1. CO2 concentration in the leaf

When there is light, photosynthesis takes place & CO2 is used.

The pH of the guard cell is increase.

This causes the enzyme amylase to change starch to sugar, lowering

of the water potential & the stoma opens.

At night, the process is reversed as accumulation of CO2 by

respiration lowers the pH.

Sugar is changed to starch by the amylase & the starch does not
affect the water potential.

2. Photosynthesis in the guard cells & the accumulation of sugar

When there is light, photosynthesis takes place in the chloroplasts of

the guard cells resulting an accumulation of sugar in the guard cells.

The sugar reduces the water potential of the guard cells & water moves
in from neighbouring cells by osmosis, the guard cells become turgid &
the stoma open.

The water potential of the guard cells reverses & the stoma closes.

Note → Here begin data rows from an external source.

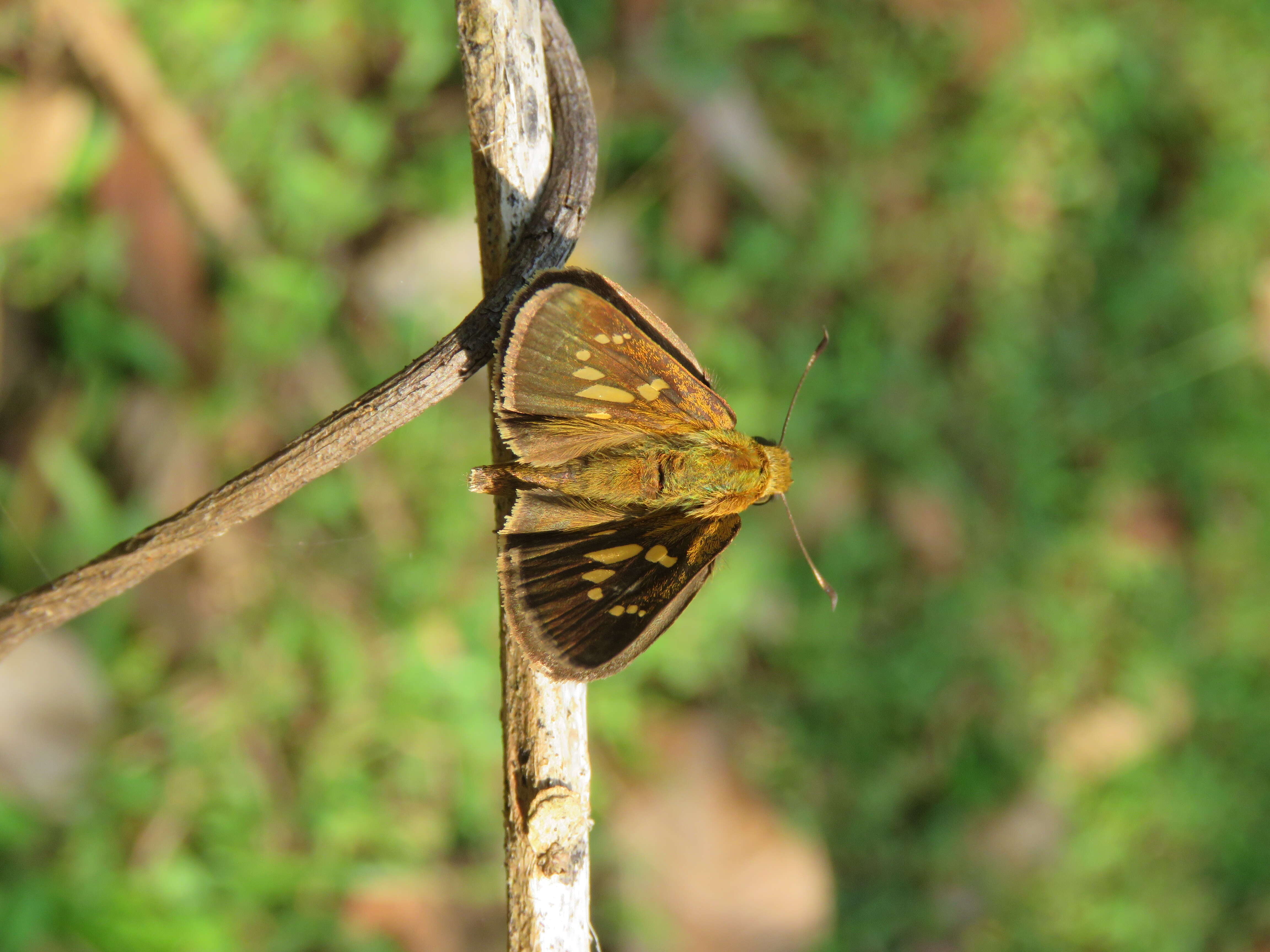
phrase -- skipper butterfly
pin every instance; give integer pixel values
(629, 475)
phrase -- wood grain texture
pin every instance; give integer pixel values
(545, 242)
(547, 763)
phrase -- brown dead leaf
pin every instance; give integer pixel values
(715, 860)
(741, 137)
(53, 710)
(427, 271)
(42, 128)
(1103, 738)
(1147, 522)
(1025, 834)
(1262, 313)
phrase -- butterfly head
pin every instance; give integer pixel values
(779, 474)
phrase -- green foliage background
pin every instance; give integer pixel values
(1035, 463)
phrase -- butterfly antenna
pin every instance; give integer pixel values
(820, 350)
(827, 587)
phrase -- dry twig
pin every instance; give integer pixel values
(547, 766)
(547, 242)
(110, 51)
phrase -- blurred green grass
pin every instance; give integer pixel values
(1034, 463)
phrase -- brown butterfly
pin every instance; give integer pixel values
(629, 478)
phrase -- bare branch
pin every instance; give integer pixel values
(547, 243)
(108, 49)
(547, 765)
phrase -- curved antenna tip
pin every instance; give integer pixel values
(828, 589)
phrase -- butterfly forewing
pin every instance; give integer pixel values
(572, 355)
(586, 602)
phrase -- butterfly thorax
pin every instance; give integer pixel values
(707, 474)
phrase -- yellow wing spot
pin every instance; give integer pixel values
(604, 393)
(618, 554)
(658, 554)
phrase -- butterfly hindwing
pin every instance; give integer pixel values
(583, 369)
(586, 602)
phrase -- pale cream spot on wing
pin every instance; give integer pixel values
(618, 554)
(604, 393)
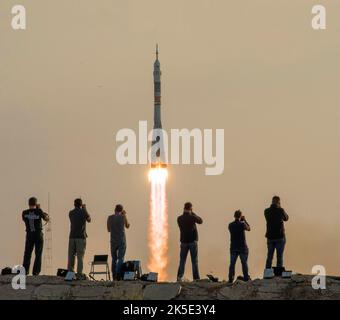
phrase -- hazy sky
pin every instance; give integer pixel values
(83, 69)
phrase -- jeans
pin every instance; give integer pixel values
(185, 248)
(118, 254)
(244, 261)
(76, 247)
(34, 240)
(279, 246)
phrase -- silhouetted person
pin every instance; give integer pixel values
(34, 236)
(116, 225)
(77, 242)
(238, 245)
(189, 238)
(276, 238)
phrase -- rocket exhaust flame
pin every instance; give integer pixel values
(158, 224)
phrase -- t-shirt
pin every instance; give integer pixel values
(116, 226)
(275, 218)
(238, 236)
(187, 225)
(78, 219)
(33, 219)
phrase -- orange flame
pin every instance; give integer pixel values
(158, 226)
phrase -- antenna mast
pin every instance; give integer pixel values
(48, 262)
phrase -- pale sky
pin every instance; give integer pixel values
(83, 70)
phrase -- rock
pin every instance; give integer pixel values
(53, 292)
(167, 291)
(54, 288)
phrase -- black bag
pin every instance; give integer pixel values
(62, 273)
(6, 271)
(132, 266)
(278, 271)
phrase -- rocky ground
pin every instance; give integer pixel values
(54, 288)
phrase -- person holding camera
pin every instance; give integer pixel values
(32, 218)
(189, 238)
(77, 240)
(116, 225)
(276, 239)
(238, 245)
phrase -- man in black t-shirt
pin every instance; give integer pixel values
(77, 240)
(34, 236)
(189, 237)
(238, 245)
(276, 238)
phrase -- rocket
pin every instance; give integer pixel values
(157, 146)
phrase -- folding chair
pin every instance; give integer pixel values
(100, 260)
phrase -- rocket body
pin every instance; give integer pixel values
(157, 149)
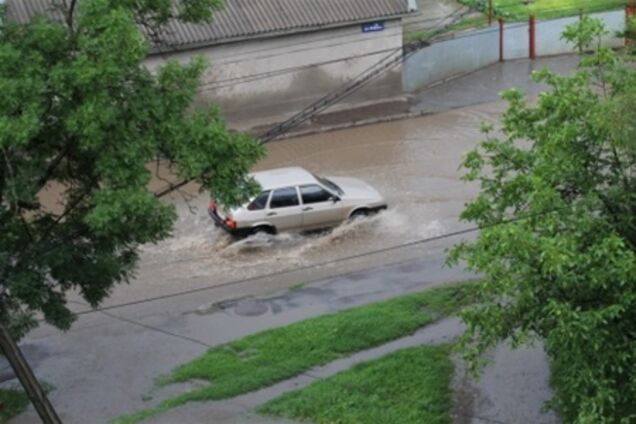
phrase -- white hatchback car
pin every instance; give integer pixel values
(295, 199)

At night, there is no photosynthesis, therefore no sugar production

[sugar ] in guard cells.

3. Potassium ion Hypothesis

When there is light, especially blue light, it stimulates the proton pump in the
membrane of the guard cells. This causes a fast accumulation of H + in the
cells.
This in turn causes the opening of K+ channel & a fast uptake of K+ ions.

An increase in K+ concentration lowers the water potential that causes the

water to diffuse in by osmosis, increasing the turgor pressure & the stoma

opens.
In some species, Cl- accompanies the K+ in and out of the guard cells, thus

maintaining electrical neutrality.

At night, the reverse process take place when there is no light. K + diffuses

out, water also leaves.

The guard cells lose turgor, & the stomata close.